Ejemplo n.º 1
0
def add_prefetch(kernel,
                 var_name,
                 sweep_inames=[],
                 dim_arg_names=None,
                 default_tag="l.auto",
                 rule_name=None,
                 temporary_name=None,
                 temporary_scope=None,
                 temporary_is_local=None,
                 footprint_subscripts=None,
                 fetch_bounding_box=False,
                 fetch_outer_inames=None):
    """Prefetch all accesses to the variable *var_name*, with all accesses
    being swept through *sweep_inames*.

    :arg dim_arg_names: List of names representing each fetch axis.
    :arg rule_name: base name of the generated temporary variable.
    :arg footprint_subscripts: A list of tuples indicating the index (i.e.
        subscript) tuples used to generate the footprint.

        If only one such set of indices is desired, this may also be specified
        directly by putting an index expression into *var_name*. Substitutions
        such as those occurring in dimension splits are recorded and also
        applied to these indices.

    :arg fetch_outer_inames: The inames within which the fetch
        instruction is nested.

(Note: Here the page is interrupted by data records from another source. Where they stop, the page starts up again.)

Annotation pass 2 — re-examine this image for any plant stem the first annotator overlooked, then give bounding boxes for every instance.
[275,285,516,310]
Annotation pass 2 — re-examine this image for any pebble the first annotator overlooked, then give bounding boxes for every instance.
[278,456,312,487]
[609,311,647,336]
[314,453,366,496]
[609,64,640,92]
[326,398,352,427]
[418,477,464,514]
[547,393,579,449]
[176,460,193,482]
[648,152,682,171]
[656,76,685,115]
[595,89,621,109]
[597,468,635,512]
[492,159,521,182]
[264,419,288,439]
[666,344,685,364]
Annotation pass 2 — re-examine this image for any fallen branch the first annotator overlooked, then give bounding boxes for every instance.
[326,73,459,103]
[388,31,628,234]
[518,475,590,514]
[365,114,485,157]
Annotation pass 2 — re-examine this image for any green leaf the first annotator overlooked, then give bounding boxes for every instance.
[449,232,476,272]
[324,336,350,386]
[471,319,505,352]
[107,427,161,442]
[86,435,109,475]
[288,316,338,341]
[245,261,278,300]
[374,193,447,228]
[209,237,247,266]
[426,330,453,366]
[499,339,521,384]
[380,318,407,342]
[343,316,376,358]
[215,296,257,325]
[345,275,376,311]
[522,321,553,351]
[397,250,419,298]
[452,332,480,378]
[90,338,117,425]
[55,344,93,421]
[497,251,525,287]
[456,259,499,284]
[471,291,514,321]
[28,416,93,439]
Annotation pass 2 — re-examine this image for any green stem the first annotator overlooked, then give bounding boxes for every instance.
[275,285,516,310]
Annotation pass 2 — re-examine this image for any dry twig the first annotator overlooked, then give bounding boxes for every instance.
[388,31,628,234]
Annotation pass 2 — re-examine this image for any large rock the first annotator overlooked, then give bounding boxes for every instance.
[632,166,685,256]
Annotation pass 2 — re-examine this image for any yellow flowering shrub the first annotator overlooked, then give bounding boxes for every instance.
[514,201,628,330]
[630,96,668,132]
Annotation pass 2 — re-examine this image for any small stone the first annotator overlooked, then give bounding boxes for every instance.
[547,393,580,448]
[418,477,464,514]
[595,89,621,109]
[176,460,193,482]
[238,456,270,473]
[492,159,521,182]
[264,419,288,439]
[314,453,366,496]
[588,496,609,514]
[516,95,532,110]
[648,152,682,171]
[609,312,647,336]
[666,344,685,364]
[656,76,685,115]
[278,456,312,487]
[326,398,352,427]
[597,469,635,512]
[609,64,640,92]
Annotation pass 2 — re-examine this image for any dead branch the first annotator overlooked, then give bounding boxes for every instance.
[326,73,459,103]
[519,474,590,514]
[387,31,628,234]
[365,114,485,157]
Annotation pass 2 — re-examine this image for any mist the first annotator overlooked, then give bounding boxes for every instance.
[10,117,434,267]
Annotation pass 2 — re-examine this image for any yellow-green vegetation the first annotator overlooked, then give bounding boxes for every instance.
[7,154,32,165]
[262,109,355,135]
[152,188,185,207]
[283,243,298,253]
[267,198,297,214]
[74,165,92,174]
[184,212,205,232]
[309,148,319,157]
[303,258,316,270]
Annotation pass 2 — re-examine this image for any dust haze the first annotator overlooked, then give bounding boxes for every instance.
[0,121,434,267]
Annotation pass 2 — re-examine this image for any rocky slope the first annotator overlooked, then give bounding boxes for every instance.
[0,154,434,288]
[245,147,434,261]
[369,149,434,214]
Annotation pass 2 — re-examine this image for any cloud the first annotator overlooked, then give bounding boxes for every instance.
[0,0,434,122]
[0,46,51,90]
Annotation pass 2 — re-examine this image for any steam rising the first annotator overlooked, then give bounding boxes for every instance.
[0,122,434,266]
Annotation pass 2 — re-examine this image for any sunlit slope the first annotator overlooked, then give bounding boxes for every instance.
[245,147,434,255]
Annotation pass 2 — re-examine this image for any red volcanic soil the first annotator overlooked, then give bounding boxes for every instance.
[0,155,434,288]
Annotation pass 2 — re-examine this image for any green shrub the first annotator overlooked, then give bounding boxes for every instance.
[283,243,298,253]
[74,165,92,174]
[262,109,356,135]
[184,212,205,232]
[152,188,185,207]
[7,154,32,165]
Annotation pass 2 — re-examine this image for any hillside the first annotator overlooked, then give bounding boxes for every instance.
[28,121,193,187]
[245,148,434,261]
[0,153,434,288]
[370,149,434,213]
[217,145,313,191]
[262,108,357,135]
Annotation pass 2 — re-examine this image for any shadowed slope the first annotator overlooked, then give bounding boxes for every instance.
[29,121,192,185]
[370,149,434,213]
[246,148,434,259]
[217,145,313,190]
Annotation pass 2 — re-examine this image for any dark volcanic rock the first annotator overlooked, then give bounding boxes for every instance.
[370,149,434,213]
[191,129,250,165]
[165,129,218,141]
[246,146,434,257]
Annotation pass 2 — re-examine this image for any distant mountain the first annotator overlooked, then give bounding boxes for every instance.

If *None*, make an educated guess.

    This function combines :func:`extract_subst` and :func:`precompute`.
    """

    # {{{ fish indexing out of var_name and into footprint_subscripts

    from loopy.symbolic import parse
    parsed_var_name = parse(var_name)

    from pymbolic.primitives import Variable, Subscript
    if isinstance(parsed_var_name, Variable):
        # nothing to see
        pass
    elif isinstance(parsed_var_name, Subscript):
        if footprint_subscripts is not None:
            raise TypeError(
                "if footprint_subscripts is specified, then var_name "
                "may not contain a subscript")

        assert isinstance(parsed_var_name.aggregate, Variable)
        footprint_subscripts = [parsed_var_name.index]
        parsed_var_name = parsed_var_name.aggregate
    else:
        raise ValueError(
            "var_name must either be a variable name or a subscript")

    # }}}

    # {{{ fish out tag

    from loopy.symbolic import TaggedVariable
    if isinstance(parsed_var_name, TaggedVariable):
        var_name = parsed_var_name.name
        tag = parsed_var_name.tag
    else:
        var_name = parsed_var_name.name
        tag = None

    # }}}

    c_name = var_name
    if tag is not None:
        c_name = c_name + "_" + tag

    var_name_gen = kernel.get_var_name_generator()

    if rule_name is None:
        rule_name = var_name_gen("%s_fetch_rule" % c_name)
    if temporary_name is None:
        temporary_name = var_name_gen("%s_fetch" % c_name)

    arg = kernel.arg_dict[var_name]

    # {{{ make parameter names and unification template

    parameters = []
    for i in range(arg.num_user_axes()):
        based_on = "%s_dim_%d" % (c_name, i)
        if arg.dim_names is not None:
            based_on = "%s_dim_%s" % (c_name, arg.dim_names[i])
        if dim_arg_names is not None and i < len(dim_arg_names):
            based_on = dim_arg_names[i]

        par_name = var_name_gen(based_on=based_on)
        parameters.append(par_name)

    from pymbolic import var
    uni_template = parsed_var_name
    if len(parameters) > 1:
        uni_template = uni_template.index(
            tuple(var(par_name) for par_name in parameters))
    elif len(parameters) == 1:
        uni_template = uni_template.index(var(parameters[0]))

    # }}}

    from loopy.transform.subst import extract_subst
    kernel = extract_subst(kernel, rule_name, uni_template, parameters)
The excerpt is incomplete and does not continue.